I've always enjoyed looking at those mini set ups! Feel free to share photos of yours! 

*welcome to add the names of plants you have, your lighting & inhabitants! 

Plus, that is your favorite plant and why? 

Enjoy


----------



## Mo (Mar 15, 2012)

Stock: a few Bladder snails, and One single ramshorn snail
Plant Species: Hornwort, Anacharis, Willow Moss, Java Moss, and Java Fern,


----------



## feralhound (Jun 2, 2013)

My first planted in a 2.5 that was given to me, thinking of rescaping a bit now that I have a better idea of what I'm doing. maybe add a driftwood centerpiece. 
I use a 6500k 13watt flourecent bulb (maybe it's overkill, but my plants have done nothing but thrived!)
Plants: Wisteria, Lobelia Cardinalis, and I think that's a type of anubias in the back but I'm not sure. 
Home to pond and trumpet snails


----------



## peachii (Jan 6, 2013)

My jar from walmart.

Inhabitants are 5 Red Cherry shrimp, 2 amano shrimp and 2 Pink Ramshorn snails
Plants - Vals, Green hygro, Taiwan moss, Ludwiga, Rotala, Scarlet Temple, Frogbit, Water lettuce, Greater Duckweed


----------



## Emmalee01 (Apr 16, 2012)

My two 2.5g tanks.


----------



## itsme (Jun 4, 2013)

This is my NPT 6 gallon long divided into 2 gallons each in June 2013.























This is my NPT 2 1/2 gallon set up in May 2013


----------



## Niece (Feb 27, 2012)

peachii said:


> My jar from walmart.
> 
> Inhabitants are 5 Red Cherry shrimp, 2 amano shrimp and 2 Pink Ramshorn snails
> Plants - Vals, Green hygro, Taiwan moss, Ludwiga, Rotala, Scarlet Temple, Frogbit, Water lettuce, Greater Duckweed


 
I've seen those jars at walmart. Can you put heaters in them?


----------



## peachii (Jan 6, 2013)

Niece said:


> I've seen those jars at walmart. Can you put heaters in them?

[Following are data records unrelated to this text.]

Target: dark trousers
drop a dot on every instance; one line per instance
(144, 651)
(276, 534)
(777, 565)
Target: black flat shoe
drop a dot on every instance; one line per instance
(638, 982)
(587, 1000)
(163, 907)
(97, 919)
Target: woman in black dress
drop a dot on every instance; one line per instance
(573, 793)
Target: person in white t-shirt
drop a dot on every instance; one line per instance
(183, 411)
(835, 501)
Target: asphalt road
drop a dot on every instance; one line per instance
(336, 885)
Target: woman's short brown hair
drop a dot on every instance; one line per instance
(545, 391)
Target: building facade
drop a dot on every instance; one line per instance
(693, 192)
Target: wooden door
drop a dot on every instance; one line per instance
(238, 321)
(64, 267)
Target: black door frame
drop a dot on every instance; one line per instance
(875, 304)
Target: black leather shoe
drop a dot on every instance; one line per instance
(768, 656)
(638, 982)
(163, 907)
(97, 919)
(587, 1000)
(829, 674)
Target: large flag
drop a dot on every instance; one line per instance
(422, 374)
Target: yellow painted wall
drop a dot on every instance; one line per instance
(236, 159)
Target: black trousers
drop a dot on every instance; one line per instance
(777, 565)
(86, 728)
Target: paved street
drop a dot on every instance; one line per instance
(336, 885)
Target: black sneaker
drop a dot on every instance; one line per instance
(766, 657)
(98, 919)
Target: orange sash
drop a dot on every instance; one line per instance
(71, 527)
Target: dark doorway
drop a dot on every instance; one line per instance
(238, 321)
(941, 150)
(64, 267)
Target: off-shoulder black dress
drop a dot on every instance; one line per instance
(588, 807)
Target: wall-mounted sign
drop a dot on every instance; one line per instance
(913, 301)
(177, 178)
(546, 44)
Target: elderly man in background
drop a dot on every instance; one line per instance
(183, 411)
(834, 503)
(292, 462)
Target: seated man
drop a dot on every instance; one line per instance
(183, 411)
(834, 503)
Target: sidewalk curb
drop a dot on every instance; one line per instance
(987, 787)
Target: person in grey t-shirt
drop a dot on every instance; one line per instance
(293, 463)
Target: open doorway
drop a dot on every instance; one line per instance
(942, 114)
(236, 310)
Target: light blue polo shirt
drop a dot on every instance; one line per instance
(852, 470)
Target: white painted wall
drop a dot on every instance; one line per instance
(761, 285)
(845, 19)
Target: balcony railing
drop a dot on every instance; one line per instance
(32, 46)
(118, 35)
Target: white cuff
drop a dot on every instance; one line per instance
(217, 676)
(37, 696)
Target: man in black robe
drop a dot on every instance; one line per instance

You can, it's quite big enough for one. it's 2 gallons so a pretty good size and they also make bigger ones.


----------



## Niece (Feb 27, 2012)

peachii said:


> You can, it's quite big enough for one. it's 2 gallons so a pretty good size and they also make bigger ones.


 

Thanks. :] I might check them out. Although I would hope to find a 3 but I've only seen the two at my walmart.


----------